Search code examples
rif-statementconditional-statementsmutate

Using group_by() to collapse a dataset in R based on conditions


I am trying to collapse a dataset based on conditions and groupings from another dataset. My current dataframe looks like this

For every 'RollNo' in every 'congress' I want a new variable indicating if the two senators in the same state voted together (1,0) and are in the same party (1,0)

congress sen RollNo state Vote Party
106 Jay 1 Ark 1 Rep
106 Mary 1 Ark 1 Dem
106 Bill 2 Ten 2 Dem
106 Kevin 2 Ten 1 Dem
108 Sue 1 Ore 2 Rep
108 Sally 1 Ore 2 Rep
108 Lisa 3 SDak 1 Rep
108 Penny 3 SDak 2 Rep
109 Jay 1 Mich 1 Dem
109 Mary 1 Mich 9 Rep
109 Rudy 5 Cal 1 Dem
109 Niles 5 Cal 1 Dem

The new dataframe should look like this:

congress RollNo state Pair_Vote Pair_Party
106 1 Ark 1 0
106 2 Ten 0 1
108 1 Ore 1 1
108 3 SDak 0 1
109 1 Mich 0 0
109 5 Cal 1 1

I have tried the code below, tweaked it several times. My my dataset returns with the same observation and two new columns empty vectors for my new variables.

library(dplyr)
dataframe['Pair_Vote'] <- NA
dataframe['Pair_Party'] <- NA
newdata <- dataframe %>% group_by(congress, RollNo, state) %>% 
  mutate(Pair_Vote - case_when(any(Vote == Vote) ~ 1, FALSE ~ 0))

I'm at a loss.


Solution

  • Use mutate when you want to add columns to a data frame as-is, use summarize when you want the result to have one row per group.
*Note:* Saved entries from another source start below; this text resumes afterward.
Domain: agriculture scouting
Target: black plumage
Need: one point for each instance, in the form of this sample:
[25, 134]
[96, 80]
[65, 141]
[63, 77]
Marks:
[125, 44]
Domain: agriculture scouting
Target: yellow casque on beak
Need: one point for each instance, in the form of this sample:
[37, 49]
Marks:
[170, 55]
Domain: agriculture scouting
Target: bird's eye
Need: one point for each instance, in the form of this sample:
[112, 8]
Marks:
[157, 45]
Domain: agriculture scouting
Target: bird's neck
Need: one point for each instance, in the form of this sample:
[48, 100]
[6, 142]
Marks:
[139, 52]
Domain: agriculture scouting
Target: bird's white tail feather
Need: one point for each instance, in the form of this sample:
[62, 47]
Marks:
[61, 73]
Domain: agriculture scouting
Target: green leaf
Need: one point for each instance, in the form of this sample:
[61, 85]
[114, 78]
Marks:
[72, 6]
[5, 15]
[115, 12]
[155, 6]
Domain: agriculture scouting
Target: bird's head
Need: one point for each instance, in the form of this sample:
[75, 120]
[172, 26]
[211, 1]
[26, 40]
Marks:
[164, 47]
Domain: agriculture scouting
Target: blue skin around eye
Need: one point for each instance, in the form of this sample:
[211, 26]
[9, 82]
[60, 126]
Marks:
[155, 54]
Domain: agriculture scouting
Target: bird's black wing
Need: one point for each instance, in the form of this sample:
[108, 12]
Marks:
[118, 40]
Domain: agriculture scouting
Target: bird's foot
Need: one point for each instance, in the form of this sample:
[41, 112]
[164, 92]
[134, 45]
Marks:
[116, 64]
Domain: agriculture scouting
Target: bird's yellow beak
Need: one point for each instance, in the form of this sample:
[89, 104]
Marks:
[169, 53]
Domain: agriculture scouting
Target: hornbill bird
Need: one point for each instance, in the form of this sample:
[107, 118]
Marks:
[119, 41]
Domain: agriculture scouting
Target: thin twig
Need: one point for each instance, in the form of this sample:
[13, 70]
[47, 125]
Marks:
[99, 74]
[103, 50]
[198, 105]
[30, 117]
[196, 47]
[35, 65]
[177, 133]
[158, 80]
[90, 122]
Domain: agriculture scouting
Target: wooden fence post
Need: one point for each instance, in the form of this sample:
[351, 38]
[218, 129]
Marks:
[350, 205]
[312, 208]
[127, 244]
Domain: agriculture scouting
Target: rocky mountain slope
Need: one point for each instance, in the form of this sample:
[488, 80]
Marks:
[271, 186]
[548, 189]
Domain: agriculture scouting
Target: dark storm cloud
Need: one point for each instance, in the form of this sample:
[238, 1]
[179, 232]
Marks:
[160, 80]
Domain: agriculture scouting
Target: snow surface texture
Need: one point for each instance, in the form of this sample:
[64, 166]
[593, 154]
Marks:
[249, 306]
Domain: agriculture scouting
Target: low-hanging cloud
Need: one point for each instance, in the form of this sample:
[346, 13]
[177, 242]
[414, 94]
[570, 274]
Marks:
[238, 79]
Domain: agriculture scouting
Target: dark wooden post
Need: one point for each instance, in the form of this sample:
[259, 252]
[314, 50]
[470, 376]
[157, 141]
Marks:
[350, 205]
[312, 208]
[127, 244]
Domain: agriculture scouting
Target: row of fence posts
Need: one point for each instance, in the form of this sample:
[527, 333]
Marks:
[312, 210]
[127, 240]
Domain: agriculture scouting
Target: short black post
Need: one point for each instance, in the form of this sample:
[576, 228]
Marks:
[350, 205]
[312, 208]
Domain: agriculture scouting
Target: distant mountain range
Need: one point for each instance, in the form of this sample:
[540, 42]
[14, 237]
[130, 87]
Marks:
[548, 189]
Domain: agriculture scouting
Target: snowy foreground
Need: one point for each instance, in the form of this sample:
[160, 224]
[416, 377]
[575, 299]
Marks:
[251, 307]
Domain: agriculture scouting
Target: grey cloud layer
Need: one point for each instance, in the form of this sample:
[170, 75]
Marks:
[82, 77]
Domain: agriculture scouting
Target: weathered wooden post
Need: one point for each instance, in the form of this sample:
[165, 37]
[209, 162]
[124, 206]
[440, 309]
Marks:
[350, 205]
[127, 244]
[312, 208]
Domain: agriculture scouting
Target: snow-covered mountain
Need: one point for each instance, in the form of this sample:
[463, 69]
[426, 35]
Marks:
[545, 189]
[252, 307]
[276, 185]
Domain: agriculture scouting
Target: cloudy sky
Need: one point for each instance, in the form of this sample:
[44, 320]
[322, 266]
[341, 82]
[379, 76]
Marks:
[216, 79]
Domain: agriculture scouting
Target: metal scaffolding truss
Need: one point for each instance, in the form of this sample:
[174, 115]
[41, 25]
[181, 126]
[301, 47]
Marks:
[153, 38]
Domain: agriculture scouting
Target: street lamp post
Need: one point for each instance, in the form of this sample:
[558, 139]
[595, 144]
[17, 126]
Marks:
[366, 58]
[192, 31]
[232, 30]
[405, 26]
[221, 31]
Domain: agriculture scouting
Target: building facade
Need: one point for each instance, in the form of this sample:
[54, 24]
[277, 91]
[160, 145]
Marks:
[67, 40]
Your output has one row per group, so we will use summarize.

    And vote == vote won't do much useful, let's use n_distinct to count distinct values.

    dataframe %>% 
      group_by(congress, RollNo, state) %>% 
      summarize(
        Pair_Vote = ifelse(n_distinct(Vote) == 1, 1, 0),
        Pair_Party = ifelse(n_distinct(Party) == 1, 1, 0)
      )